A man sacrificed children who played Roblox, so when someone knocked on the door, they said, "An administrator has banned you from heaven!"
What do you call a Catholic priest who molests children?
A Catholic priest.
When the school shooter leaves your classroom and the autistic kid’s sketchers light up.
What’s the difference between a doctor and a pedophile?
The doctor doesn’t enjoy giving physicals.
Statistics show that 1 in 3 people live next to a pedophile. However, I think that's a lie because I just live next to 2 stunning 8-year-olds.
If you have a daughter, give her the same name as the mum; that way when you call for a beer, you get two beers, and when you call for sex, you get two sex...
Q: What's a pedophile's favorite place to eat?
A: Schools because there is a wide variety of choices.
Why did Sally fall off the swings?
Because she had no arms.
Knock, knock.
Who's there?
Not Sally!
What's the best part of being a pedophile? You will never have a wife.
What's the best thing about being a pedophile? You can choose the fit profession where you find kids most.
What did I eat for breakfast yesterday?
10 year olds.
Where do pedophiles go hunting?
Elementary schools.
What did the pedophile say to the nutcracker?
"Aren't you a little too young to be doing that?"
Who make hard candy for the kids?
Solve.
Girls are like math; if they're under ten, then you use your fingers.

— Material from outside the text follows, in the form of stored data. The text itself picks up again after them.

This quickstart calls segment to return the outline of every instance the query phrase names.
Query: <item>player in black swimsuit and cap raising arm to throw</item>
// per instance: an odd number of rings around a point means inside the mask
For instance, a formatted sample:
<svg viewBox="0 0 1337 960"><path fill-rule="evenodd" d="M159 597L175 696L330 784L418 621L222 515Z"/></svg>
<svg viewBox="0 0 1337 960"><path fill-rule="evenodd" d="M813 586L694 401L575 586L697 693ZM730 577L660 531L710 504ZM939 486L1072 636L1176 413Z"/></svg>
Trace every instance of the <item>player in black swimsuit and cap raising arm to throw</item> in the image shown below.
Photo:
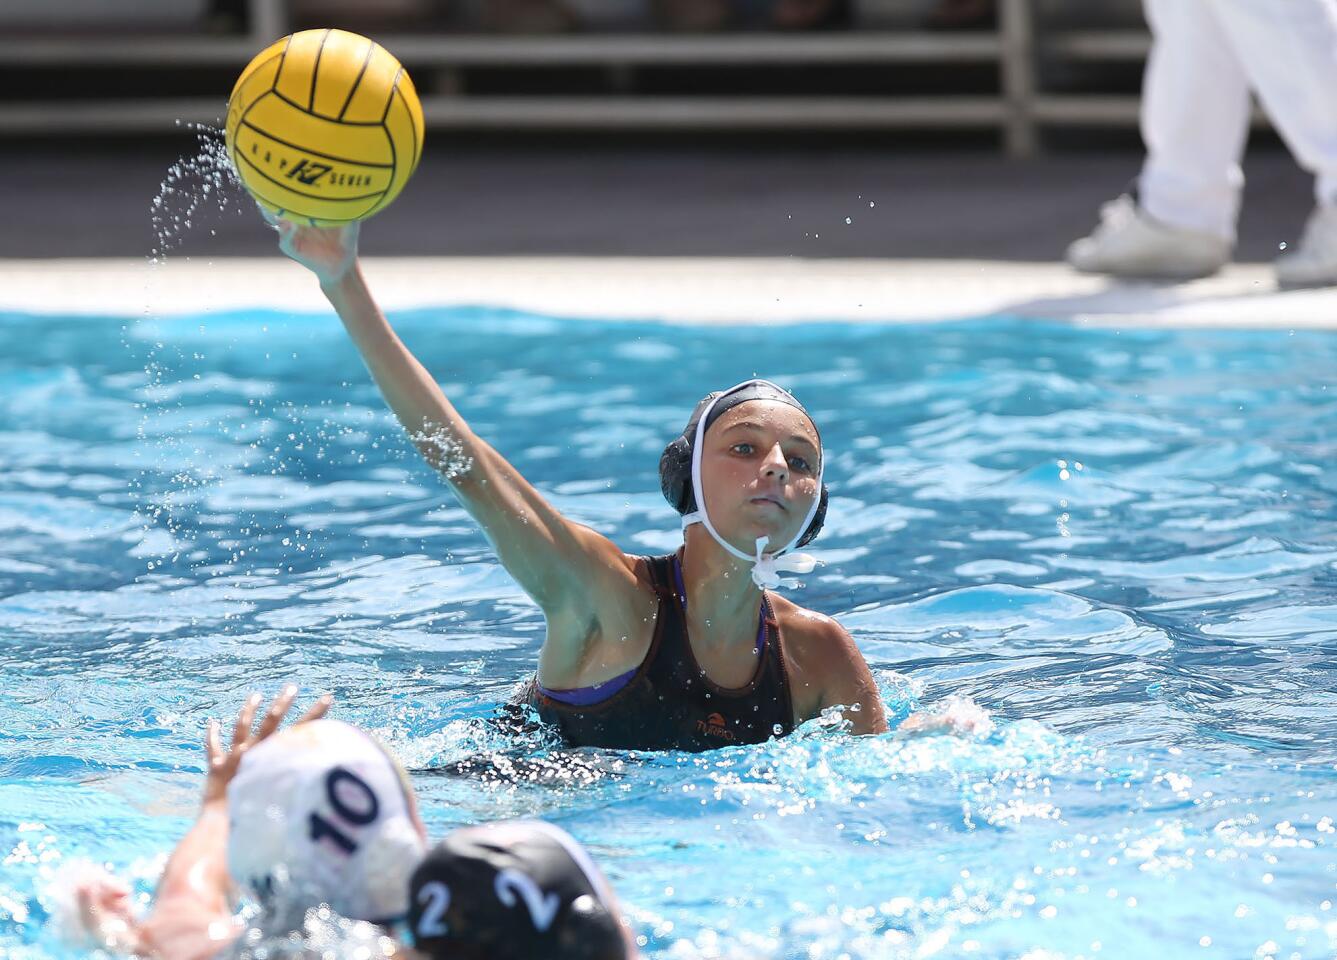
<svg viewBox="0 0 1337 960"><path fill-rule="evenodd" d="M400 423L441 471L547 620L527 697L572 745L701 750L767 739L829 707L881 733L877 686L834 620L774 592L825 513L816 424L786 390L747 381L706 397L660 461L683 513L673 558L623 554L562 516L477 437L376 306L357 225L277 223ZM709 505L709 509L707 509ZM778 550L775 544L785 544Z"/></svg>

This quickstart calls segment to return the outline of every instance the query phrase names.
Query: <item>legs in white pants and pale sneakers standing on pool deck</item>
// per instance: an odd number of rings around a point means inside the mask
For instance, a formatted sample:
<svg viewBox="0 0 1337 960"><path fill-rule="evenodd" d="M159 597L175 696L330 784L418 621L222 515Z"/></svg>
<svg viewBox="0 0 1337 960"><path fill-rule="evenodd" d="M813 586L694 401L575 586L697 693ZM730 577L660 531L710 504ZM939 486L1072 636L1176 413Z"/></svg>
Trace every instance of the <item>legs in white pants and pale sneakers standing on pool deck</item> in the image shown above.
<svg viewBox="0 0 1337 960"><path fill-rule="evenodd" d="M1111 205L1068 247L1080 270L1201 277L1235 238L1253 88L1316 211L1284 283L1337 283L1337 0L1143 0L1154 43L1142 88L1139 198Z"/></svg>

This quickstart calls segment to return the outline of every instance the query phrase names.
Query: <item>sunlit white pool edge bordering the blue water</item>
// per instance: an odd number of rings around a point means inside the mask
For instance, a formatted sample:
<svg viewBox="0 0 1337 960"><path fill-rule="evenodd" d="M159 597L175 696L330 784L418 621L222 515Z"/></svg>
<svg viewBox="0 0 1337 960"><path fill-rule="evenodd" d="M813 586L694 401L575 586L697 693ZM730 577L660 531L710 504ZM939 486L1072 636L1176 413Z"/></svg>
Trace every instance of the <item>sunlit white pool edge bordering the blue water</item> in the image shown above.
<svg viewBox="0 0 1337 960"><path fill-rule="evenodd" d="M1062 263L1001 261L421 257L364 259L386 310L487 305L678 324L941 322L996 314L1130 328L1337 329L1337 289L1278 290L1234 265L1189 283L1112 283ZM301 267L271 258L0 259L0 312L174 317L325 312Z"/></svg>

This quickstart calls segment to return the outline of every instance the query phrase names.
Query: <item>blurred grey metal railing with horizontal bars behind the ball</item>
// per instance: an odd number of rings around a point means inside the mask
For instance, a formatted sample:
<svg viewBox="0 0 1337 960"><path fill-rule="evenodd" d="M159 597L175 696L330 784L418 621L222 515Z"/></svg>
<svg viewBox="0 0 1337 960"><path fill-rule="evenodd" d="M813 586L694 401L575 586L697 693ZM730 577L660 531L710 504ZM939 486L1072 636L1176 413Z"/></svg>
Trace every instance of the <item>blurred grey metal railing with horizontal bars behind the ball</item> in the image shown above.
<svg viewBox="0 0 1337 960"><path fill-rule="evenodd" d="M52 36L0 39L8 68L124 67L138 71L227 67L289 32L287 0L249 0L249 36ZM437 128L584 130L876 130L993 128L1008 154L1028 156L1039 131L1059 126L1126 126L1136 122L1135 96L1048 94L1040 57L1068 62L1136 62L1148 39L1140 31L1038 31L1032 0L999 0L993 31L971 33L868 32L733 35L378 36L417 76L437 90L460 90L455 71L476 67L639 67L783 64L995 64L996 94L933 96L737 96L737 95L472 95L427 92L427 122ZM424 84L418 84L420 88ZM218 98L47 99L0 102L0 136L32 134L147 134L174 122L217 122Z"/></svg>

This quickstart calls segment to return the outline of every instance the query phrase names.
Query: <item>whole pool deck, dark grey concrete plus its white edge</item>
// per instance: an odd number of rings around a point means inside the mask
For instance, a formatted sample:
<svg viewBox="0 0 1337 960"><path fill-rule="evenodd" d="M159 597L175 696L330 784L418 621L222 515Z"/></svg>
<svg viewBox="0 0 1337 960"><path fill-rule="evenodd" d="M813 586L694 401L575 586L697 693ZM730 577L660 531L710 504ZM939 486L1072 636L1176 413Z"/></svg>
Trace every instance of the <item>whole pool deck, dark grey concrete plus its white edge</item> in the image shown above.
<svg viewBox="0 0 1337 960"><path fill-rule="evenodd" d="M1296 242L1313 202L1277 144L1245 163L1242 262L1191 283L1114 283L1058 262L1136 172L1135 146L1024 163L894 144L432 146L405 195L364 230L366 271L390 310L1337 328L1337 289L1278 290L1266 263ZM326 310L249 209L195 211L166 263L147 262L150 202L193 148L100 144L94 160L71 144L0 148L12 226L0 231L0 310Z"/></svg>

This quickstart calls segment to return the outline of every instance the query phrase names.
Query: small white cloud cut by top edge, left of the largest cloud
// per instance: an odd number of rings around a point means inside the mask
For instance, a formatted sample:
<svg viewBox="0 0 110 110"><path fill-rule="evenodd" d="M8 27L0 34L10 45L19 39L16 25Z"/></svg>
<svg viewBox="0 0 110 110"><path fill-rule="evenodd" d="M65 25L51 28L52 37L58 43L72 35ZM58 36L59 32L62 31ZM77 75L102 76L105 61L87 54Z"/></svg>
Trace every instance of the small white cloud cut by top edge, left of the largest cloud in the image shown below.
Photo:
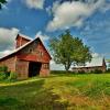
<svg viewBox="0 0 110 110"><path fill-rule="evenodd" d="M30 9L43 9L45 0L25 0Z"/></svg>

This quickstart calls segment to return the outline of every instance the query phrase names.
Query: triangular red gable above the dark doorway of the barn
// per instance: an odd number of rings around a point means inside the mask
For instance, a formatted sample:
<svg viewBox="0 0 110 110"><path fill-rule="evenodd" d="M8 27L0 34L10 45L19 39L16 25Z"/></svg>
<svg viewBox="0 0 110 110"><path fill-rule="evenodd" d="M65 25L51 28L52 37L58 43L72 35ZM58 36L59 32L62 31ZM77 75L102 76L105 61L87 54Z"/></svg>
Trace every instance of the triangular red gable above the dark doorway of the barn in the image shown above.
<svg viewBox="0 0 110 110"><path fill-rule="evenodd" d="M46 48L44 47L42 41L37 37L29 45L19 51L18 58L24 61L48 63L51 56L46 51Z"/></svg>

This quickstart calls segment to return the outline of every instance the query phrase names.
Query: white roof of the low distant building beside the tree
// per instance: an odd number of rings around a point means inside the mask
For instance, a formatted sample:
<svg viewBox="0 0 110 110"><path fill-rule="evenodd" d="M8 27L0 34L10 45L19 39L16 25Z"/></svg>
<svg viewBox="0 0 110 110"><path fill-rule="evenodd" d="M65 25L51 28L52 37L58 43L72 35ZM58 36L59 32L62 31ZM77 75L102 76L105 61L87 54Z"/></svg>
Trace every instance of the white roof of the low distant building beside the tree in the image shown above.
<svg viewBox="0 0 110 110"><path fill-rule="evenodd" d="M95 66L102 66L103 63L103 57L101 56L97 56L97 57L92 57L91 62L86 63L86 66L74 66L75 68L78 67L95 67Z"/></svg>

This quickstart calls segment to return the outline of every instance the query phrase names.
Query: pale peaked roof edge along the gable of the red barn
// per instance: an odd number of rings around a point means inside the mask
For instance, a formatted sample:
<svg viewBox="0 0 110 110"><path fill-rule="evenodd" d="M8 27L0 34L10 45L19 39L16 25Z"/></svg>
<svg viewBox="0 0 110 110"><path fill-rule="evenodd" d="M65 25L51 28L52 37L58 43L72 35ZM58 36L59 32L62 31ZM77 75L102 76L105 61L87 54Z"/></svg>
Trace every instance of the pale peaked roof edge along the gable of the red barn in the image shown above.
<svg viewBox="0 0 110 110"><path fill-rule="evenodd" d="M1 57L0 58L0 61L2 61L2 59L6 59L7 57L9 57L9 56L11 56L11 55L14 55L14 54L16 54L18 52L20 52L21 50L23 50L24 47L26 47L28 45L30 45L31 43L33 43L35 40L38 40L41 43L42 43L42 41L41 41L41 38L40 37L35 37L34 40L32 40L32 41L30 41L30 42L28 42L28 43L25 43L24 45L22 45L22 46L20 46L20 47L18 47L18 48L15 48L14 51L12 51L9 55L6 55L6 56L3 56L3 57ZM43 43L42 43L42 45L43 45ZM43 45L44 46L44 45ZM45 46L44 46L44 48L45 48ZM48 51L45 48L45 51L47 52L47 54L48 54ZM48 54L48 56L51 57L51 55ZM52 58L52 57L51 57Z"/></svg>

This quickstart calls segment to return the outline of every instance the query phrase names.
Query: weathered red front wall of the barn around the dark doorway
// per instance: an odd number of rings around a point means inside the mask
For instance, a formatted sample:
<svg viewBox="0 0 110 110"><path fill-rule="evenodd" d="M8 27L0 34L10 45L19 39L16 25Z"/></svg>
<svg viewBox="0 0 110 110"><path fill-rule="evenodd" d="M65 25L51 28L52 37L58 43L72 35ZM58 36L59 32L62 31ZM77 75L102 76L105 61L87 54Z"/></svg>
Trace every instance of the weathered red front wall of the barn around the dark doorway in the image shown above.
<svg viewBox="0 0 110 110"><path fill-rule="evenodd" d="M30 52L31 50L31 52ZM47 54L47 52L45 51L45 48L43 47L42 43L37 43L34 42L31 45L26 46L25 48L23 48L20 53L18 53L16 55L18 61L19 61L19 65L16 65L18 68L23 67L23 70L19 70L18 73L19 75L24 74L25 76L23 77L28 77L29 72L29 63L30 62L38 62L42 63L42 67L40 70L40 76L48 76L50 75L50 56ZM46 65L48 65L48 67L44 67Z"/></svg>

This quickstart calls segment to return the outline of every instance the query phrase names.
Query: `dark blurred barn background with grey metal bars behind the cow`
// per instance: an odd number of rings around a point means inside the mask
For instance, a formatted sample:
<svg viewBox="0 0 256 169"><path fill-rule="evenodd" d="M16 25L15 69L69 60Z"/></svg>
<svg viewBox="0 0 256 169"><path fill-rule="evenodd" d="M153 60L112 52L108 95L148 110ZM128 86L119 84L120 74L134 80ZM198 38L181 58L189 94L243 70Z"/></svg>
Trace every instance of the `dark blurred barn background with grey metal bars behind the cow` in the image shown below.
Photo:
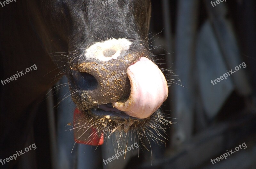
<svg viewBox="0 0 256 169"><path fill-rule="evenodd" d="M75 144L68 126L75 105L66 98L68 86L56 87L39 103L40 112L27 143L40 148L31 156L22 156L19 165L36 163L38 168L60 169L256 168L256 1L215 4L210 0L152 0L150 48L159 67L171 70L166 77L172 82L169 97L161 107L173 123L165 129L166 135L163 133L168 140L158 144L150 140L151 151L140 146L125 159L104 165L102 160L115 154L115 138L98 147ZM217 79L229 70L236 72L227 79ZM55 86L66 82L63 77ZM212 164L211 159L243 143L246 148Z"/></svg>

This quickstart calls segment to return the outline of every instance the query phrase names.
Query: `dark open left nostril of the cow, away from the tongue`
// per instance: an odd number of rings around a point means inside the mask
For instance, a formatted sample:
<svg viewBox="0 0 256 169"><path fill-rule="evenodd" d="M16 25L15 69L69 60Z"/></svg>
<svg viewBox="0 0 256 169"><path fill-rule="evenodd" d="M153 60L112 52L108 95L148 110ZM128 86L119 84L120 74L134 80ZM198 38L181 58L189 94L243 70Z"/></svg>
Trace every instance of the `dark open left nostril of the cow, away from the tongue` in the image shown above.
<svg viewBox="0 0 256 169"><path fill-rule="evenodd" d="M98 86L98 82L95 77L86 72L73 71L73 79L76 86L80 90L93 90Z"/></svg>

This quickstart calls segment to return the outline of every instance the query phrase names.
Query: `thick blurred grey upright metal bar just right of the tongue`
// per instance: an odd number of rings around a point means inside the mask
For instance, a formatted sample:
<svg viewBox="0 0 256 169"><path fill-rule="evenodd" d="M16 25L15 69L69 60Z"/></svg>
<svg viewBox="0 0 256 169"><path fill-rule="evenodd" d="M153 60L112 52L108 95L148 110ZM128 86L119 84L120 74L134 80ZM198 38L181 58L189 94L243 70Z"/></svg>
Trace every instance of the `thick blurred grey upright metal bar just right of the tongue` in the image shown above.
<svg viewBox="0 0 256 169"><path fill-rule="evenodd" d="M198 15L198 0L180 0L178 2L178 21L176 28L176 74L182 80L181 87L174 85L174 116L172 145L178 146L192 137L195 110L195 82L193 70L195 65L195 42Z"/></svg>

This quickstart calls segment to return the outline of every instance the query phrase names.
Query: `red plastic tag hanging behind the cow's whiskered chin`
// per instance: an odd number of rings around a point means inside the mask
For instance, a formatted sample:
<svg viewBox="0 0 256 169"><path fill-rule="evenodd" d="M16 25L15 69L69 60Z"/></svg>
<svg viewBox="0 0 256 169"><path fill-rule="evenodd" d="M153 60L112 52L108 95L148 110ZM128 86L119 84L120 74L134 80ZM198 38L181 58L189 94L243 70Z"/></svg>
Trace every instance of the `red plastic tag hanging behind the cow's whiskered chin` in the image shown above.
<svg viewBox="0 0 256 169"><path fill-rule="evenodd" d="M74 111L73 124L75 124L74 121L77 119L77 117L79 117L80 114L81 112L76 108ZM80 124L79 126L83 126L83 124ZM85 126L83 126L81 128L74 129L74 138L75 138L75 142L80 144L98 146L98 145L102 145L104 142L103 133L98 133L97 129L93 127L91 127L91 129L88 129Z"/></svg>

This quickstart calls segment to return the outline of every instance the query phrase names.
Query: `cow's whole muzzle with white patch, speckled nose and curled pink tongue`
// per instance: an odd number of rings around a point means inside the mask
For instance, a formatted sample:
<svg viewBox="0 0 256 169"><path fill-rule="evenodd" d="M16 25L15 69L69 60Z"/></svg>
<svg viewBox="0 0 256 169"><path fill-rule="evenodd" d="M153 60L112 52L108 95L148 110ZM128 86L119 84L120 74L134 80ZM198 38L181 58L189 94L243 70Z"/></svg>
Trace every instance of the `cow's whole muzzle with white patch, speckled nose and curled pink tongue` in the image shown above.
<svg viewBox="0 0 256 169"><path fill-rule="evenodd" d="M73 62L72 86L80 90L73 100L80 97L80 109L122 123L148 118L162 105L168 96L165 77L147 49L135 49L127 39L107 40Z"/></svg>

Little girls are like basic math. If they're under 13, you do them in your head.
What do McDonald's and a priest have in common? They both put their meat in 10 year old buns.
What's the leading cause of pedophilia? Sexy children.
Q: What's a pedophile's favorite thing about Halloween?
A: Free delivery.
Muslims commit suicide to go to Paradise and get 72 virgins... I just go to the local primary school.